Asbestos-related diseases have always taken men’s lives more often than women’s. This has nothing to do with genetics, but rather a gender gap that made men more likely to work in direct contact with dangerous asbestos-containing products in the 19th and 20th centuries – in construction, high-skilled factory work, and the military, for example.
Yet in Britain, now known for the world’s highest mortality rates from asbestos-caused mesothelioma, the Industrial Revolution brought a wave of working women to challenge notions of female labor outside the home. These women took over the factory workforce, where they were exposed to hazards they’d never encountered. Most started work as young as 13-years-old.
One such woman was Nellie Kershaw, a British-born textile worker who spent her younger years unknowingly endangered by asbestos exposure. Nellie is now remembered as the first recorded person to die prematurely because of occupational asbestos exposure – exposure that led to pulmonary asbestosis.
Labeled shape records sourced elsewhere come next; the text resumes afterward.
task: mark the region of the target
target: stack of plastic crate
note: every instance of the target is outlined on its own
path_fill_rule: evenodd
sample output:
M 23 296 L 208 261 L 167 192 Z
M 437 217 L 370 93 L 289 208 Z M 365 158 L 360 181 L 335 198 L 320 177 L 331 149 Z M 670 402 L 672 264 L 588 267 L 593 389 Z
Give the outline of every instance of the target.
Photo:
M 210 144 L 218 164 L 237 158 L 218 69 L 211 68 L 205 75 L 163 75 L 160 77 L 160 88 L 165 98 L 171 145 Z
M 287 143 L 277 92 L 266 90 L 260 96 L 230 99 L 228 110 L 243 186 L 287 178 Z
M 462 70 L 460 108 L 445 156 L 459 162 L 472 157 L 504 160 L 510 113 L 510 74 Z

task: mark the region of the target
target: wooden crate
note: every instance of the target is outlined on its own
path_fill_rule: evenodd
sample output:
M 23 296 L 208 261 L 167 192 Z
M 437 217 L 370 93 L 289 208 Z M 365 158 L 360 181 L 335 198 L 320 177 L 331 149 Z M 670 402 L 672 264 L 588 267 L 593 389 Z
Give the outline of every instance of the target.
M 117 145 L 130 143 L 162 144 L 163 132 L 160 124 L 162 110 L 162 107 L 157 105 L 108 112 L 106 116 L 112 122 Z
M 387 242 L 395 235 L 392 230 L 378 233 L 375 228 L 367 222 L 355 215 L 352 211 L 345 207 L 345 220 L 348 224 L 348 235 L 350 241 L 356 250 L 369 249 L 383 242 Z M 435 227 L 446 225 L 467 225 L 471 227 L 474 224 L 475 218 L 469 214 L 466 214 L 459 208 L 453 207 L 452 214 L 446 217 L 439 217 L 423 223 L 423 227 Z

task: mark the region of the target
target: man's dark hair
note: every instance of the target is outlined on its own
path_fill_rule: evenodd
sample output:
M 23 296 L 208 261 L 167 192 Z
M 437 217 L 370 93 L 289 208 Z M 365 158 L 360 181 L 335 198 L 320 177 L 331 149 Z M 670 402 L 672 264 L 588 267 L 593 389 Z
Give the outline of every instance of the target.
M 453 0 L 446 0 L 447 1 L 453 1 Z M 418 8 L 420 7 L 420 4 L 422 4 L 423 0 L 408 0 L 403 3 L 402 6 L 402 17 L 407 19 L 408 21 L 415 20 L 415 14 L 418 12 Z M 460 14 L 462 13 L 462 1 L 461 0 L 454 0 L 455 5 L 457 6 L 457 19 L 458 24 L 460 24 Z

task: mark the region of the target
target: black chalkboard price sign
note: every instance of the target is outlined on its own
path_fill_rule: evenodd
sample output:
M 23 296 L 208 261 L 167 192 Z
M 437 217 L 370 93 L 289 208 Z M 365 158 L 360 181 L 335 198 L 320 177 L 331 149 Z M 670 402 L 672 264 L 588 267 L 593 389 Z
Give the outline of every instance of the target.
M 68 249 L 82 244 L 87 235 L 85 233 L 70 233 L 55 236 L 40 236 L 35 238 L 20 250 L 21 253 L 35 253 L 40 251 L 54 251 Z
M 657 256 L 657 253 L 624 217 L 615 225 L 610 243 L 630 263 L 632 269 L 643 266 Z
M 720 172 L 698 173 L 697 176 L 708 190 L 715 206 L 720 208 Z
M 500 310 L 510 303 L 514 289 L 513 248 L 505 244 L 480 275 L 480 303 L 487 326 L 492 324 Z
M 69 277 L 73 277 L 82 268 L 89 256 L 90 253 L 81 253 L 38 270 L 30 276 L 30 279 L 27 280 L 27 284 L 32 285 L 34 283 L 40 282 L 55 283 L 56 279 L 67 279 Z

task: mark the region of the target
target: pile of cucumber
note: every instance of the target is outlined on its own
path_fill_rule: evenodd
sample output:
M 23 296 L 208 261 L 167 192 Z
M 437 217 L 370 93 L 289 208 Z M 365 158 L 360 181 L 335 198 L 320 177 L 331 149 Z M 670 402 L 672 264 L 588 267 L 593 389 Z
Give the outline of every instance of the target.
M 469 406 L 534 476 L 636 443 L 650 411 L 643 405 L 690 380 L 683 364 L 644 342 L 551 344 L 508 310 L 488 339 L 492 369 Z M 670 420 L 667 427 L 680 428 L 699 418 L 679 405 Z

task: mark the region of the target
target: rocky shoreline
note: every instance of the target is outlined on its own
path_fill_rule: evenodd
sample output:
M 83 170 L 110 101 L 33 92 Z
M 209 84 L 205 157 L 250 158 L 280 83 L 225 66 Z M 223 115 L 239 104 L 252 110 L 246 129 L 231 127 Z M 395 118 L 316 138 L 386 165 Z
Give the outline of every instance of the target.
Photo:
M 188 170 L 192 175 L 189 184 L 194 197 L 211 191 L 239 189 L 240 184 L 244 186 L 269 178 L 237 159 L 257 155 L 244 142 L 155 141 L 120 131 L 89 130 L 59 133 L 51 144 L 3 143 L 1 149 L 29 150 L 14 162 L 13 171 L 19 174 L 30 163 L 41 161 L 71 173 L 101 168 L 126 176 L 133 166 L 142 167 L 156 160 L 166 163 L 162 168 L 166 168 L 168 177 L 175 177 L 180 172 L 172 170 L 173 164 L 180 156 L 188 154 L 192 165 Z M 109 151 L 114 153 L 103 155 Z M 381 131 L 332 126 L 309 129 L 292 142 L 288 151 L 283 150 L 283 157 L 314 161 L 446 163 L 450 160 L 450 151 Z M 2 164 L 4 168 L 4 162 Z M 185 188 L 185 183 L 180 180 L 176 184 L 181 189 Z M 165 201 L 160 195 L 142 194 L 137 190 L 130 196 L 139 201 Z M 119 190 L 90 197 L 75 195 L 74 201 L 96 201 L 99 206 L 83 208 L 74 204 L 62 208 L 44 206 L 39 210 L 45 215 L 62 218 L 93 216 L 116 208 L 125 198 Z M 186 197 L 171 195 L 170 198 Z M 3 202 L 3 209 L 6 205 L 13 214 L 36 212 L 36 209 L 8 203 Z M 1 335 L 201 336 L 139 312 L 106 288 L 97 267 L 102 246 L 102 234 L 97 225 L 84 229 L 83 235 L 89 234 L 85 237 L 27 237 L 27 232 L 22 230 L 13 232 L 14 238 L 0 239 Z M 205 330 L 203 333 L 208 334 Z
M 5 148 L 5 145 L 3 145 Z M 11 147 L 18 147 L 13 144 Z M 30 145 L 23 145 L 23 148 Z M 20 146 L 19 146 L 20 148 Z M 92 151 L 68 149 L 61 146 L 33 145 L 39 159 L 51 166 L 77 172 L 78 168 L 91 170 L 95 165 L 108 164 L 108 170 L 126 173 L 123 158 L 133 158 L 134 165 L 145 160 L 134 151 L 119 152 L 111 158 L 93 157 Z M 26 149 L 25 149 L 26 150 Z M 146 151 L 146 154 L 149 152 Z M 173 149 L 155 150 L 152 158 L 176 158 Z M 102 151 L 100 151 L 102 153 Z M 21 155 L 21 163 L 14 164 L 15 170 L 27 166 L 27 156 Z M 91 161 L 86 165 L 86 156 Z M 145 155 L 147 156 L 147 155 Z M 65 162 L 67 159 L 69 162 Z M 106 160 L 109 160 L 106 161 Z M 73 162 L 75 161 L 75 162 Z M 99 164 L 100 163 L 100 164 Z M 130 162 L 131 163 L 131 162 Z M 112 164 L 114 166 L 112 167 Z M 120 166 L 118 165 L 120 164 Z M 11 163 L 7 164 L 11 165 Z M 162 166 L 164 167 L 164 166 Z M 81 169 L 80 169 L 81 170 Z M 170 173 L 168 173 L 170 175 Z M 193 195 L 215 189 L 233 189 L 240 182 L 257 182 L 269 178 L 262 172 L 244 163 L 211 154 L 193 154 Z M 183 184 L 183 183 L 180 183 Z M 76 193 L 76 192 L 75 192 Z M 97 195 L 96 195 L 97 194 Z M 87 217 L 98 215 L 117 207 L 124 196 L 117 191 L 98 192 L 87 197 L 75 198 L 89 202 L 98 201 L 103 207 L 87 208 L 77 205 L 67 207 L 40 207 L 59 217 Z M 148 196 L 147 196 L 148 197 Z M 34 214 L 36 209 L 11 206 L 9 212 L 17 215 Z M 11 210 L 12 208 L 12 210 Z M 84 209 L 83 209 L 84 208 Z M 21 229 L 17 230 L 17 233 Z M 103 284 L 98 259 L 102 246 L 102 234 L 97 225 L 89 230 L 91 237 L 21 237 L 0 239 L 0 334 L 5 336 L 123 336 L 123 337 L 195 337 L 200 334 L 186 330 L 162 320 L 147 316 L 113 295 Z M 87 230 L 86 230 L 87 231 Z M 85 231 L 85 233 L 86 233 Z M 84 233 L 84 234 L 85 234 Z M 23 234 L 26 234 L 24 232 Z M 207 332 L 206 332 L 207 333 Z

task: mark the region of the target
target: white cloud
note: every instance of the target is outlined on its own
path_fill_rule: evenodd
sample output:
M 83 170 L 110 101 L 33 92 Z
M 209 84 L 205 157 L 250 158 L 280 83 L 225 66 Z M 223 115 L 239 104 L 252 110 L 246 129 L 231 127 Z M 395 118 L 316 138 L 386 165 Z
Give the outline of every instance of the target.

At the time, Nellie’s case was unheard of. This Women’s History Month, almost a century after her death, could be the last for many brave women who find themselves in a similar position today.
Nellie was born in Rochdale, an industrial town near Manchester, England, in 1891. At 12-years-old, she left school to work briefly in a cotton mill before entering the asbestos textile industry, where she’d spend the next 19 years spinning raw asbestos fiber into yarn.
By the time she transferred to Turner Brothers Asbestos (TBA), she had begun to feel the effects of what a National Health Insurance (NHI) certificate described as “asbestos poisoning” in 1922. The doctor who issued the certificate signed her off as unfit to work. But that particular diagnosis, as an occupational illness, deemed her ineligible for NHI sickness benefits. Insurers suggested she look to her employer for compensation instead.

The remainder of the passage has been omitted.